После этого начался веселый пир. В самый разгар его к столу короля подошла прекрасная девочка – или девушка – в чистой белой холщовой одежде, с венком из белых полевых цветов на голове. В правой руке ее был пастушеский посох, а левая лежала на голове большой косматой собаки, на шее которой был также венок из цветов.
– Кто ты, чудная девочка? – сказал Тотила, с удивлением глядя на нее.
– Я Гото, пастушка, – ответила она, застенчиво кланяясь королю и всем гостям его. – А ты, наверно, король Тотила, я сейчас узнала тебя. Я внучка и дочь крестьянина-гота, который жил очень далеко, на горе Иффе. У меня есть брат, которого я люблю больше всего в мире. Но он давно уже ушел от нас, и мы оставались одни со старым дедушкой. А когда он почувствовал, что умирает, то велел мне идти в Рим. Он говорил, что здесь я найду и своего брата, и что король Тотила – покровитель сирот – окажет правосудие и мне. И я пошла со старым Гунибадом из Териолиса. Но дорогой его раны снова открылись, и в Вероне он слег. Я долго должна была ухаживать за ним, но он все же умер. Тогда я пошла дальше уже одна, только вот с этой нашей собакой Бруно, – в честь вашей свадьбы я надела ему на шею венок.

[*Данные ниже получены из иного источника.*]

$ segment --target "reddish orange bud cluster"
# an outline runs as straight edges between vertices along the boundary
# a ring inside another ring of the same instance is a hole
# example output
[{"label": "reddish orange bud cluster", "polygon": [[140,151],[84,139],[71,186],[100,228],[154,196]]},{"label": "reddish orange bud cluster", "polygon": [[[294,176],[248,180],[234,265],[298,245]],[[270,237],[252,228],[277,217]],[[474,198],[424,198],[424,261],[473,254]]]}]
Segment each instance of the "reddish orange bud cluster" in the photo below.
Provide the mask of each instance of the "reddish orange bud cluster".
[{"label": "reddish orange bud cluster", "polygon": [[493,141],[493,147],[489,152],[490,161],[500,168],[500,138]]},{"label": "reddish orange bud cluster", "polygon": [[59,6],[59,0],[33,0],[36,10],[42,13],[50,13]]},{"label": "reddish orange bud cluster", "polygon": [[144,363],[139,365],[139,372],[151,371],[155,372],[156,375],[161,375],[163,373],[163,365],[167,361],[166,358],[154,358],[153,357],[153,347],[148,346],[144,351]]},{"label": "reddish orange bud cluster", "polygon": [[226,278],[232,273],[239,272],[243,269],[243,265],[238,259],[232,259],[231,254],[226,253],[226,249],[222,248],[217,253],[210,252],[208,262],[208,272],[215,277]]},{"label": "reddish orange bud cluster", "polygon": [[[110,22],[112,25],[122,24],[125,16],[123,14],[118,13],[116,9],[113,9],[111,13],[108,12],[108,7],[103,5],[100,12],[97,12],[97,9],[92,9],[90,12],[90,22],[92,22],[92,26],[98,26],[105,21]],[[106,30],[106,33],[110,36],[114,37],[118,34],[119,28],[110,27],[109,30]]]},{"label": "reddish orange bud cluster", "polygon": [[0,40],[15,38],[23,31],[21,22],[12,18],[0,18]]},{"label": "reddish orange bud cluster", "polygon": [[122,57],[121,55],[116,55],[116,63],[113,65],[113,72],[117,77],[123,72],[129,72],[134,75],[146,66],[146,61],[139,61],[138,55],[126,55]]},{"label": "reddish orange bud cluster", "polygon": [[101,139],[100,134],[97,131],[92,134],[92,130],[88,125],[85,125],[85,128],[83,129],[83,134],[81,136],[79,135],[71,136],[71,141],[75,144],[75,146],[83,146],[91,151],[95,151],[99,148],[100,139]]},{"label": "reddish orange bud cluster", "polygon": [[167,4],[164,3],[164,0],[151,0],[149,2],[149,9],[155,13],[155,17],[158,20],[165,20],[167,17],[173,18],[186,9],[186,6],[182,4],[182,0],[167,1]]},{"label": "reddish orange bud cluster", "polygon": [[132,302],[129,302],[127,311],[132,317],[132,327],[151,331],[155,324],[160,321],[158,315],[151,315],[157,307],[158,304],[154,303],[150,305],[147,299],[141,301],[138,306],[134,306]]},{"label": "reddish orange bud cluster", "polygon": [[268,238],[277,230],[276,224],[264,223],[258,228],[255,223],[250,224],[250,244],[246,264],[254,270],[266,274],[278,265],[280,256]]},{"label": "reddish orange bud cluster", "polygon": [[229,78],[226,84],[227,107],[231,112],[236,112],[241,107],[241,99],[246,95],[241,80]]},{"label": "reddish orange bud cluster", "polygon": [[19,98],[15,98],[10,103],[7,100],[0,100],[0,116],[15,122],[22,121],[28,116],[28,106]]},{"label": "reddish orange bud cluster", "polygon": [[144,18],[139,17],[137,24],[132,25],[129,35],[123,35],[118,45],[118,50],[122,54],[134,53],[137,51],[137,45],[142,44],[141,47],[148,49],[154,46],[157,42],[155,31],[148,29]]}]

– Но кто же твой брат? – спросил Тотила.
– Мне кажется… – задумчиво ответила пастушка. – Из того, что мне говорил дорогой Гунибад, я думаю, что он носит не свое имя. Но его легко узнать, – продолжала она, краснея. – Его волосы темно-каштановые, а глаза синие, как ясное небо, голос звонок, как у жаворонка, а когда он играет на арфе, то смотрит вверх, точно видит небо отверстым.